Huntingtin Aggregation and Lipid Binding are Influenced by Physicochemical Properties of Membranes

Abstract

Huntington's Disease is a fatal neurodegenerative disorder caused by an expanded glutamine repeat region (polyQ) within the huntingtin protein (htt), resulting in the misfolding and aggregation of htt into toxic aggregate species. The first 17 amino acids at the N-terminus of htt (Nt17) are intrinsically disordered in bulk solution, but adopt an amphipathic α-helical structure in the presence of binding partners, such as lipid membranes. In addition to comprising a lipid binding domain, this amphipathic α-helix has also been directly implicated in the initiation of htt aggregation via self-association with other Nt17 α-helices. Due to this, htt/lipid interaction likely has a large impact on the rate and extent of htt aggregate formation, with potential implications for HD pathogenesis.
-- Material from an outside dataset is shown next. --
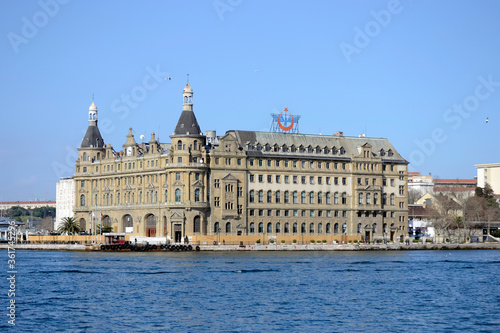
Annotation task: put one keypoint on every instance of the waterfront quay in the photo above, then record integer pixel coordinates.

The interaction between Nt17 and lipid membranes is likely influenced by lipid properties, such as fluidity and lateral pressure. As a result, we undertook a series of experiments to determine the role that membrane physicochemical properties have on htt aggregation and lipid binding. Htt aggregation in the presence and absence of DMPC, POPC, and DOPC lipid vesicles was investigated using thioflavin T aggregation assays and atomic force microscopy (AFM). Huntingtin lipid binding was investigated using electrospray ionization mass spectrometry (ESI-MS), PDA lipid binding assays, and molecular dynamics simulations. Overall, our results suggest that membrane physicochemical properties associated with lipid tail groups alter htt lipid binding and aggregate formation.